Base Pairs
DNA molecules form the basic building blocks of all known living organisms and, in respect to the human genome, which is collected on 23 chromosome pairs and determines the genetic make–up of an individual, there are some 3 billion DNA base pairs. Essentially, base pairs are molecules that link together strands of complementary DNA (deoxyribonucleic acid) or RNA (ribonucleic acid). DNA base pairs are either purines or pyrimidines and comprise four different bases: for purines, these are adenine and guanine; and for pyrimidines, these are cytosine and thymine. To make life more simple, adenine (purine) will always pair with thymine (pyrimidine) whilst guanine (purine) will always pair with cytosine (pyrimidine). In consideration of the structure of the DNA double helix, base pairs operate to link strands of DNA as rungs do on a ladder or as glue would between match sticks.
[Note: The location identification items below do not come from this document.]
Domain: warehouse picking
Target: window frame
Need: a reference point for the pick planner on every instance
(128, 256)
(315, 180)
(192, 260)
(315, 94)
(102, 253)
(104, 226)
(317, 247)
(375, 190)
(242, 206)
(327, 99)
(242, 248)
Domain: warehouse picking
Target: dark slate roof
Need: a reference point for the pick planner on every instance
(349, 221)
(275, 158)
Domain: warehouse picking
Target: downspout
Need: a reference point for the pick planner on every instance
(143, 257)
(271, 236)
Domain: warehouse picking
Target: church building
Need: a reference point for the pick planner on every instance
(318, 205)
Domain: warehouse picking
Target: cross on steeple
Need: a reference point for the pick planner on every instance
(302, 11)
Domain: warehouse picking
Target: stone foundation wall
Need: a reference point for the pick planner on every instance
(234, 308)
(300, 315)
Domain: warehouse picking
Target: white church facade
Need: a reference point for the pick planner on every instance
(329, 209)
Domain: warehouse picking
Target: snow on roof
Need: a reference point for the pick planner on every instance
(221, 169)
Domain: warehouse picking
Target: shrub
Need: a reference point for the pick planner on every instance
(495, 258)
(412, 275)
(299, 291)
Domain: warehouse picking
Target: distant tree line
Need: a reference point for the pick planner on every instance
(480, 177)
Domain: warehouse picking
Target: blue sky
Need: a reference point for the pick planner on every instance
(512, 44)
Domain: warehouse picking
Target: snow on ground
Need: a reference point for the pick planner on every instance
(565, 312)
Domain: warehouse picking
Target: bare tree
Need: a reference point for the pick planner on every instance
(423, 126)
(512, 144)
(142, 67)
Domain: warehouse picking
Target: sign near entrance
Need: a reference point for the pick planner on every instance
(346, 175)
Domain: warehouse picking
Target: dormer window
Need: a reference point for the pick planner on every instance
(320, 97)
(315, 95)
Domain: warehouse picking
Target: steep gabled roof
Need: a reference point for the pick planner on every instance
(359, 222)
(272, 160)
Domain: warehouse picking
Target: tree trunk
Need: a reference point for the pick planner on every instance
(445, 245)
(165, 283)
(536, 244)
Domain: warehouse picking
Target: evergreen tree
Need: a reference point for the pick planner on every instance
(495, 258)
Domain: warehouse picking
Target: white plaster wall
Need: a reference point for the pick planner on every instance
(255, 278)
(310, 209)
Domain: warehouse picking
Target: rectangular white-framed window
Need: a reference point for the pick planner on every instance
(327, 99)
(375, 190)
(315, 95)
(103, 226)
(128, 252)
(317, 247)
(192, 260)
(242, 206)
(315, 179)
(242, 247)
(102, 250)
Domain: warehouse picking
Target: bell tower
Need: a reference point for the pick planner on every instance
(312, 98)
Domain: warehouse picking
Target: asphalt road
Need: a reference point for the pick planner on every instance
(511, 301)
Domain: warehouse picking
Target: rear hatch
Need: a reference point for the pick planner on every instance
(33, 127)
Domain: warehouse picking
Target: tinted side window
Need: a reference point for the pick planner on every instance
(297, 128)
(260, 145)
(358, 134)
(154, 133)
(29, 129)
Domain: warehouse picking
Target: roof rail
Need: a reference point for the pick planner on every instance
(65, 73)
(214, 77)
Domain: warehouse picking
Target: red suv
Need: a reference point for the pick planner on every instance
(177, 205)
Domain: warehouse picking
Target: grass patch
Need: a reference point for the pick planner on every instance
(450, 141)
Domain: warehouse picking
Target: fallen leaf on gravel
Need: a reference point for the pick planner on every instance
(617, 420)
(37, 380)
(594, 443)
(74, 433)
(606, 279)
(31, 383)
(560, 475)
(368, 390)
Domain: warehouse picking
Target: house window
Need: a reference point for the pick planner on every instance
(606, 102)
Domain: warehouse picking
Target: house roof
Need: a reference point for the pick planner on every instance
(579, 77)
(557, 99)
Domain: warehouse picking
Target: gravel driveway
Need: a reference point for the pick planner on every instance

In RNA, however, uracil replaces the thymine base, although the base pairs otherwise work in much the same way.
Base pairing is made possible by hydrogen bonding, which refers to the chemical process by which an electronegative atom bonds to a hydrogen atom which is covalently bonded to another electronegative atom. In the human genome, base pairs contribute to form up to 25,000 distinct genes, which effectively mark an individual with all his or her unique and inherited traits. DNA base pairs will only ever be connected in a sequence of adenine to thymine, and cytosine with guanine because these structures are the only kind that allow opportunities for hydrogen bonding to be established. These relationships are known as the Watson–Crick base pairing, which is derived from the scientists who identified the structure which lead to the DNA test as we know it today.